Cross-compile Llama runner to run on Android using the steps below.
Set the environment variable to point to the Android NDK:
export ANDROID_NDK=$ANDROID_HOME/ndk/28.0.12433566/
Make sure you can confirm $ANDROID_NDK/build/cmake/android.toolchain.cmake is available for CMake to cross-compile.

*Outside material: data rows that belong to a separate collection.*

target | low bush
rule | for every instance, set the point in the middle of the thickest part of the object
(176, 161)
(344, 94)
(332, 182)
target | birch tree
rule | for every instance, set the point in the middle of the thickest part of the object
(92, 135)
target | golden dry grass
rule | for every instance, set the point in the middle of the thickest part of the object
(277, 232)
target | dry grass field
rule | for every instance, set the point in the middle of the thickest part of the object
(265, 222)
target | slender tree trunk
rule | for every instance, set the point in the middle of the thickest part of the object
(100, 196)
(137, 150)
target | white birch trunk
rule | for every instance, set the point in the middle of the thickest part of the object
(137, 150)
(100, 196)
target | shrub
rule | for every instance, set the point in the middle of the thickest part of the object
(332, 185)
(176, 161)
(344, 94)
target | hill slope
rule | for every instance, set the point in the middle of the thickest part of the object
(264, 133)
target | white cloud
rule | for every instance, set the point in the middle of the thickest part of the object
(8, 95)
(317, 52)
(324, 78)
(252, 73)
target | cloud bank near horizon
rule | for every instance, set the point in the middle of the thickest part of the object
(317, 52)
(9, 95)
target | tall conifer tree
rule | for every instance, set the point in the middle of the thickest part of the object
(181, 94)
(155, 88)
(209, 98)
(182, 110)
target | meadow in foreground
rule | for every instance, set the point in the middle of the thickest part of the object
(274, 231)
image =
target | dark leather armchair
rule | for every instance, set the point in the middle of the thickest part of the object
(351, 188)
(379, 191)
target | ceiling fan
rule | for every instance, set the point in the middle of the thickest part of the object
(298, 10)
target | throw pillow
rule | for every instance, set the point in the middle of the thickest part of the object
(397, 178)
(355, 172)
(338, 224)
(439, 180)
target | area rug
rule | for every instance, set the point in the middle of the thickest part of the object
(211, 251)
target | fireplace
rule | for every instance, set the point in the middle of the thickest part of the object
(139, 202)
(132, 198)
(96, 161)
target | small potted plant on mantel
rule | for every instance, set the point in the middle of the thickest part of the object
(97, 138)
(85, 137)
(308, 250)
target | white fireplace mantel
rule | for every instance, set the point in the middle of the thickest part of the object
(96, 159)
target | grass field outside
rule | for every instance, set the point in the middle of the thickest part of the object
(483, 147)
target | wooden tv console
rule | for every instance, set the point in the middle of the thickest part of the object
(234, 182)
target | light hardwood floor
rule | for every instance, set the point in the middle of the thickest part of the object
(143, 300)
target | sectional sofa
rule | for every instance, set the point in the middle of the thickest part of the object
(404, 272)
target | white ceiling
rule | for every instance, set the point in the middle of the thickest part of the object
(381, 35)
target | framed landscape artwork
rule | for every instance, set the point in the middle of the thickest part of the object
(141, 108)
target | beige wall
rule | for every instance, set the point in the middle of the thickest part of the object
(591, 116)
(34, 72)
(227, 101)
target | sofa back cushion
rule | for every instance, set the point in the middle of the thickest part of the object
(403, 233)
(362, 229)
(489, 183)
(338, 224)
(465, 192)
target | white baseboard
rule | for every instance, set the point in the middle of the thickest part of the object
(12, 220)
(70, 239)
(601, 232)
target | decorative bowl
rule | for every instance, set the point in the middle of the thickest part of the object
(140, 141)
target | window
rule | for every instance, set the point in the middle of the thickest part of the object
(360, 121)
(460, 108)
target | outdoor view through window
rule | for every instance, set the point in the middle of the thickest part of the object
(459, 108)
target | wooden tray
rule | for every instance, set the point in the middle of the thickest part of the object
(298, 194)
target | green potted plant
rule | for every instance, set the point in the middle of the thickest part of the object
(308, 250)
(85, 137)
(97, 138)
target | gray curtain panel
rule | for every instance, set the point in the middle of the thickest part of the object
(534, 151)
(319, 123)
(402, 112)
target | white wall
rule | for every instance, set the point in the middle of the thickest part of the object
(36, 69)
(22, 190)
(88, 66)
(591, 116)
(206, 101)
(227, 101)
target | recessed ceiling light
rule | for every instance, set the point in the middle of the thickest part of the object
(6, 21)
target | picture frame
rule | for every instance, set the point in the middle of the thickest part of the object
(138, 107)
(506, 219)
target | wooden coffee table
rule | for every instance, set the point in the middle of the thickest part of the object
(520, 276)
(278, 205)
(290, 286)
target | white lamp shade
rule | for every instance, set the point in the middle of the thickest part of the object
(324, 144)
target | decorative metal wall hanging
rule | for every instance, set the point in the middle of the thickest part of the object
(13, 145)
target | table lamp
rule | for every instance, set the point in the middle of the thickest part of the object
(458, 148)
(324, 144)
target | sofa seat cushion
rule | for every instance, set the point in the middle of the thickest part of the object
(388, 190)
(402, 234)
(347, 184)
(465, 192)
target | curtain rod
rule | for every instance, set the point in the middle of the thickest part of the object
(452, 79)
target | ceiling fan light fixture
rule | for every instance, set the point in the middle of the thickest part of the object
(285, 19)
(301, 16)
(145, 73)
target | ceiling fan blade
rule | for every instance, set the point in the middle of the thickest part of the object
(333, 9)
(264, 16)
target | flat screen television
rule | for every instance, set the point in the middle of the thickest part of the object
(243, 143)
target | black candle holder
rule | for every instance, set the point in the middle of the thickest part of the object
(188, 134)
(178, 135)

You are now ready to build ExecuTorch for Android by taking advantage of the performance optimization provided by the KleidiAI kernels.
Use cmake
to cross-compile ExecuTorch:
cmake -DCMAKE_TOOLCHAIN_FILE=$ANDROID_NDK/build/cmake/android.toolchain.cmake \
-DANDROID_ABI=arm64-v8a \
-DANDROID_PLATFORM=android-23 \
-DCMAKE_INSTALL_PREFIX=cmake-out-android \
-DEXECUTORCH_ENABLE_LOGGING=1 \
-DCMAKE_BUILD_TYPE=Release \
-DEXECUTORCH_BUILD_EXTENSION_DATA_LOADER=ON \
-DEXECUTORCH_BUILD_EXTENSION_MODULE=ON \
-DEXECUTORCH_BUILD_EXTENSION_TENSOR=ON \
-DEXECUTORCH_BUILD_XNNPACK=ON \
-DEXECUTORCH_BUILD_KERNELS_OPTIMIZED=ON \
-DEXECUTORCH_BUILD_KERNELS_QUANTIZED=ON \
-DEXECUTORCH_BUILD_KERNELS_CUSTOM=ON \
-DEXECUTORCH_XNNPACK_ENABLE_KLEIDI=ON \
-DXNNPACK_ENABLE_ARM_BF16=OFF \
-Bcmake-out-android .
cmake --build cmake-out-android -j7 --target install --config Release
Make sure you add -DEXECUTORCH_XNNPACK_ENABLE_KLEIDI=ON option to enable support for KleidiAI kernels in ExecuTorch with XNNPack.
Use cmake
to cross-compile Llama runner:
cmake -DCMAKE_TOOLCHAIN_FILE=$ANDROID_NDK/build/cmake/android.toolchain.cmake \
-DANDROID_ABI=arm64-v8a \
-DANDROID_PLATFORM=android-23 \
-DCMAKE_INSTALL_PREFIX=cmake-out-android \
-DCMAKE_BUILD_TYPE=Release \
-DPYTHON_EXECUTABLE=python \
-DEXECUTORCH_BUILD_XNNPACK=ON \
-DEXECUTORCH_BUILD_KERNELS_OPTIMIZED=ON \
-DEXECUTORCH_BUILD_KERNELS_QUANTIZED=ON \
-DEXECUTORCH_BUILD_KERNELS_CUSTOM=ON \
-DEXECUTORCH_USE_TIKTOKEN=ON \
-Bcmake-out-android/examples/models/llama \
examples/models/llama
cmake --build cmake-out-android/examples/models/llama -j16 --config Release
You should now have llama_main
available for Android.
You will need an Arm-powered smartphone with the i8mm feature running Android, with 16GB of RAM. The following steps were tested on a Google Pixel 8 Pro phone.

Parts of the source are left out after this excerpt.